How do I size databases when the interviewer expects only API-tier numbers?
Always volunteer the DB sizing even if not asked. Walk through writes per second, read amplification from joins, and connection count. A managed Postgres handles roughly 5,000 to 20,000 writes per second before you need sharding or a different engine. Calling this out before being asked is the highest-signal move in a capacity question.
When should I bring up autoscaling vs. fixed provisioning?
Bring it up after you have demonstrated you can size for peak. The order matters: estimate, peak, headroom, bottlenecks, then autoscaling.

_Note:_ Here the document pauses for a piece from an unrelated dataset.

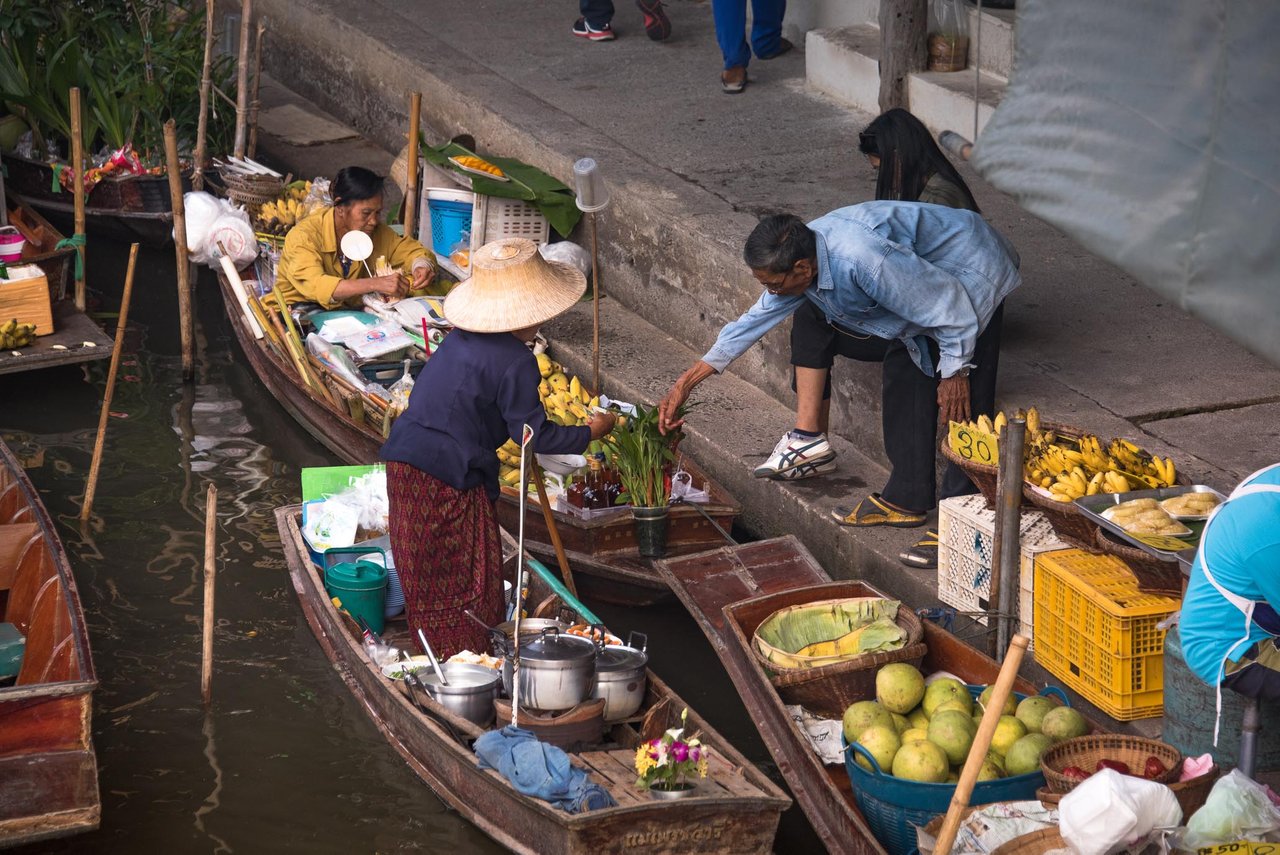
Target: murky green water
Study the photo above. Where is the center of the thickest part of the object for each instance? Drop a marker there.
(284, 760)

Leading with "we will just autoscale" is a junior answer because it hides the fact that you do not know what you are scaling to.
How important is cost in a systems analyst interview?

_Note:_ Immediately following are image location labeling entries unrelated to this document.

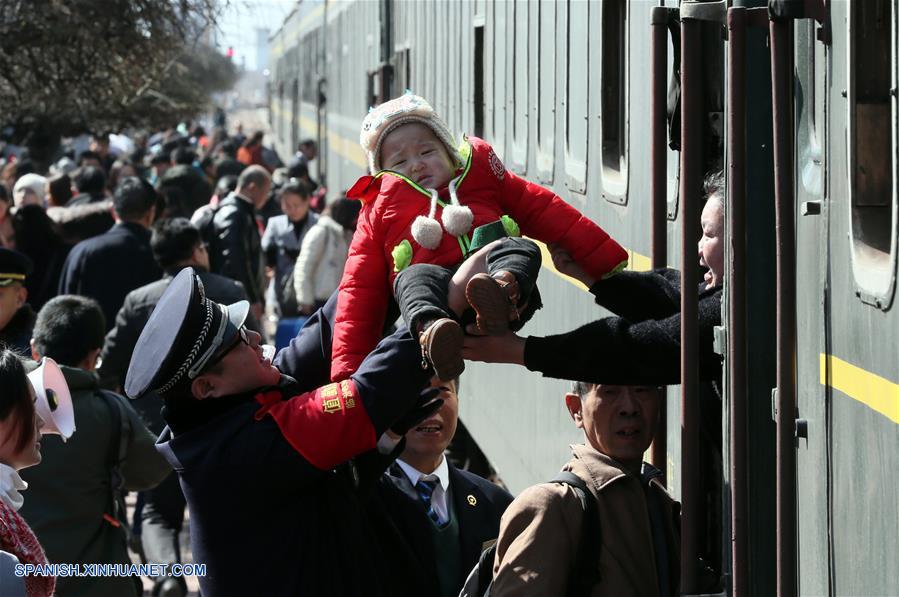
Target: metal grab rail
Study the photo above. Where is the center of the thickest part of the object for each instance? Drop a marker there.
(780, 38)
(736, 296)
(658, 186)
(690, 191)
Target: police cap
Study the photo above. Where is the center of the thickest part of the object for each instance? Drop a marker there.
(14, 267)
(186, 332)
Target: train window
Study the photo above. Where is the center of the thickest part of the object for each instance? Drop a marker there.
(545, 79)
(479, 81)
(810, 98)
(872, 149)
(401, 75)
(295, 114)
(519, 87)
(613, 100)
(576, 87)
(500, 34)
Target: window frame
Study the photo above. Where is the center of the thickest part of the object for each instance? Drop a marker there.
(615, 180)
(875, 282)
(545, 79)
(575, 164)
(519, 73)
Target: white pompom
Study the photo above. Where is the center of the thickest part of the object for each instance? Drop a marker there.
(427, 232)
(457, 219)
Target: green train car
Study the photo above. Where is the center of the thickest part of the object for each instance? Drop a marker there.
(620, 107)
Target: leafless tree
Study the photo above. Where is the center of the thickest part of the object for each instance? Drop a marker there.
(70, 66)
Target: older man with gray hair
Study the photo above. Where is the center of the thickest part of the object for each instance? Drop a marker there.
(630, 536)
(236, 249)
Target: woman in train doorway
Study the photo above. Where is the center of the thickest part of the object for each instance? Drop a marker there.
(20, 434)
(429, 206)
(642, 344)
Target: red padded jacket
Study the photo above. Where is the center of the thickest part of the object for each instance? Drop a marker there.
(391, 203)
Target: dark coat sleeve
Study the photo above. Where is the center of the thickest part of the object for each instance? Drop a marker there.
(615, 350)
(231, 226)
(638, 296)
(308, 356)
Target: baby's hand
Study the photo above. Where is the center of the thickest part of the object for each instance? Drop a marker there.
(566, 265)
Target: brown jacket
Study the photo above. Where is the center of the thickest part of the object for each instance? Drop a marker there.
(540, 531)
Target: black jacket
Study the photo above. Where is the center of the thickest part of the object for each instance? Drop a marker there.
(109, 266)
(641, 345)
(478, 503)
(236, 250)
(302, 529)
(135, 312)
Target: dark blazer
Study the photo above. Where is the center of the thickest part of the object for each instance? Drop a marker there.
(479, 505)
(109, 266)
(236, 249)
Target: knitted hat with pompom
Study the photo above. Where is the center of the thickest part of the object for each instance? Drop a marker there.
(380, 121)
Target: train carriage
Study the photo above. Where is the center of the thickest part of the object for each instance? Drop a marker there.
(620, 107)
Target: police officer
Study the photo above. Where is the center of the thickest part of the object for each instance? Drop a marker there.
(274, 509)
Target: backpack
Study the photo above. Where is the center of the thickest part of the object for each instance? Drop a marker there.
(584, 573)
(117, 451)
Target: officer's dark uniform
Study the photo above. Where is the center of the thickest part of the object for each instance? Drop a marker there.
(269, 513)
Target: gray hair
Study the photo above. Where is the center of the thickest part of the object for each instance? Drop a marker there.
(713, 186)
(253, 175)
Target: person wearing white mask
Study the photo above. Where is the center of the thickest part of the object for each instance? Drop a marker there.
(20, 434)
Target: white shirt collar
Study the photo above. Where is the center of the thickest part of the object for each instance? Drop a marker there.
(442, 473)
(10, 486)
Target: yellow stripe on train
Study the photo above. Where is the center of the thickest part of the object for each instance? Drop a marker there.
(878, 393)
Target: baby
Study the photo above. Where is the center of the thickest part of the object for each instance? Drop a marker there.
(431, 208)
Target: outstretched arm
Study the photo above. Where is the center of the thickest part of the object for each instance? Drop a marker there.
(612, 350)
(338, 421)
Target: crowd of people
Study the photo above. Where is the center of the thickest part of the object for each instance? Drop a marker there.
(322, 469)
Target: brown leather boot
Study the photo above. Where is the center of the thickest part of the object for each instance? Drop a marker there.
(494, 299)
(441, 347)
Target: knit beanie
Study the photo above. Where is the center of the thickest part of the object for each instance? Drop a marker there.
(380, 121)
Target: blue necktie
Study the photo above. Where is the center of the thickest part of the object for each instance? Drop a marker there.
(425, 488)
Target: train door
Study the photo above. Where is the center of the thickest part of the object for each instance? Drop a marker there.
(813, 304)
(859, 368)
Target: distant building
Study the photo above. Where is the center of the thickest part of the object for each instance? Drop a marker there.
(262, 48)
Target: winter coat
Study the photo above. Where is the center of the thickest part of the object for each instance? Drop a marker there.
(69, 492)
(236, 249)
(109, 266)
(641, 345)
(77, 223)
(541, 530)
(391, 203)
(320, 265)
(281, 244)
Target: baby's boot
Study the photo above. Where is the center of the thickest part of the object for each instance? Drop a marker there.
(441, 347)
(495, 300)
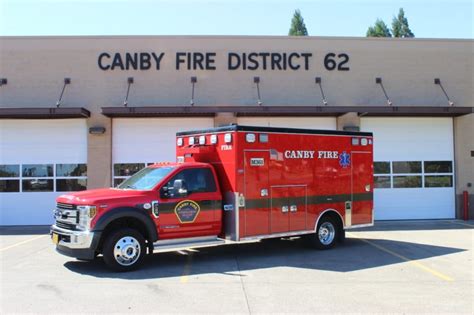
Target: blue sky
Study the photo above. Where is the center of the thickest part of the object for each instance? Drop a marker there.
(428, 19)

More important than candidates think. A senior SA is a translator between engineering and business. Showing an opinion on Reserved vs. On-demand vs. Spot mix, or hot vs. cold storage tiering, signals you can have a finance conversation without an engineer in the room. One sentence on cost trade-offs at the end of the answer is enough.
Is this guidance official from any framework or vendor?
No. It is a synthesis of standard SRE and capacity engineering practice used at hyperscalers and high-growth startups. Treat the five-step structure here as a scaffold for thinking, not a checklist to memorize.